No fretting, Cito, we hardly remember


October 01, 1993|By JOHN EISENBERG

Back when the Orioles visited Toronto in July, a fortnight after the All-Star brouhaha of which he was a centerpiece, Cito Gaston admitted that he was a little concerned about returning to Baltimore as the official enemy of the citizenry.

"There are a lot of crazy people out there," he said one night in the dugout, not referring specifically to Baltimore so much as the world at large, but, well, you get the idea.

It was kind of flattering in a way, his lumping our precious little burg in with the big-shouldered places where a man can find a peck of trouble just about anywhere, and, of course, Cito was not incorrect: Around here there are all sorts of people you need to watch with both eyes.

The governor, for instance. Remember when he was firing off spiteful letters and driving around on weekends to argue with dissenting taxpayers in their kitchens? Hopefully, someone warned Cito about him.

And what about the members of the Baltimore Colts' Band? Yes, they're good, well-intentioned people, but, let's face it, the team has been gone for almost a decade and the earth is not flat. Hopefully, someone briefed Cito.
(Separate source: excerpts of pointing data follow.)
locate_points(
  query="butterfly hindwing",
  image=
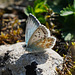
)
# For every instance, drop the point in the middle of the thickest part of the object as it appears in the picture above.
(31, 25)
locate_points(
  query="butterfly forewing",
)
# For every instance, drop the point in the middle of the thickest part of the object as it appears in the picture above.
(31, 25)
(39, 33)
(44, 43)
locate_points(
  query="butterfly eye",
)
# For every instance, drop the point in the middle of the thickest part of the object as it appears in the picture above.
(35, 35)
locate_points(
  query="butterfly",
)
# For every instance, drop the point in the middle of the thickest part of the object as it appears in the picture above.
(37, 36)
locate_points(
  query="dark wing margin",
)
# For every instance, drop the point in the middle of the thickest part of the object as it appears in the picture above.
(31, 25)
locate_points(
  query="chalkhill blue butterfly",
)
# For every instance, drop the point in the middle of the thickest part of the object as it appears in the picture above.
(37, 36)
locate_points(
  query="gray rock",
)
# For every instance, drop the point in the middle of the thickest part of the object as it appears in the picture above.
(17, 61)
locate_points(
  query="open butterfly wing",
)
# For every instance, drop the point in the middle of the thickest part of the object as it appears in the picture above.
(31, 25)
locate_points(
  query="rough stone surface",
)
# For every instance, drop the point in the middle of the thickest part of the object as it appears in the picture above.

Any unwitting visitor to these ZIP codes could stumble across John Waters and wind up wearing big hair and a grass skirt in some movie. Or, say, accidentally get within 50 yards of Glenn Davis and get flattened by a meteor. Cito was right to fret. There's plenty of danger here, sheriff. John Lowenstein is loose on TV, and need we say more?

But then, the funniest thing happened when the Blue Jays' manager made his long-awaited, black-hatted return to Camden Yards last night.

No one cared.

Yes, there were boos when his name was announced before the game, and a brief, insulting chant in the late innings. But there were no signs or banners. No nothing, really. The people weren't into it at all. Just a guess, but they seemed a lot more disgusted that they'd forked out for tickets for what was supposed to be a huge, killer series and instead was one with no pulse whatsoever. A dead zone. About as electric as Al Lang Stadium in mid-March.

This was going to be The Big One, remember? But then the Jays won 26 games in a row while the Orioles were standing around taking extra BP, and suddenly there were thousands of empty seats sprayed around the ballpark last night and, frankly, more than a few people miffed about having to miss "Seinfeld" to sit in the cold.

The All-Star thing? What was that about, Lenn Sakata? "I'm not even gonna talk about it," Cito said as he settled into a seat in the dugout to talk to reporters before the game. "That's over with. You're going to have to get another story."

He talked about other things. The way the Jays' pitching came together in September. The way Paul Molitor kept hitting and hitting all season.

"Are you expecting the fans to be nice to you tonight?" someone asked.

Cito smiled. Made a sort of snorting noise. Didn't answer.

He talked about how most of the Jays' off-season changes had worked out.

"Were you worried about coming back here?" someone asked.

He paused. "I'm going to say this one time," he said. "We've had rivalries with Detroit and the Yankees. They've been pretty clean. It doesn't have to be a nasty thing . . . ."

. . . and . . .

" . . . and as long as they don't throw stuff, that's fine. They paid their money. They can do what they want."

He talked about the series maybe being a letdown for the Orioles.

"Can you come do an interview?" asked Tom Davis of Home Team Sports.

"Uh, OK," Cito said, "as long as you don't ask about Mussina."

And why should he bring it all up again? He's going to the playoffs for the fourth time in five years. He won. Jays insiders said that the All-Star incident bugged him for a while, getting shown up on TV like that, but that he pretty much dismissed it after a while, and now, truth be told, he wouldn't mind one of "those" T-shirts.

He'll never get the elemental point, of course. He'll never understand why people here got so mad when he played six of the seven All-Star Blue Jays and couldn't find a place for one of the two hometowners. He was just following his plan, he said, and thought he was wronged, not wrong.

Ah, well. These things run their course. He'll probably get booed here forever, but after a while people won't remember why they're booing, just that they're supposed to. And he won't worry about the dangers of coming to Charm City. Not that he shouldn't.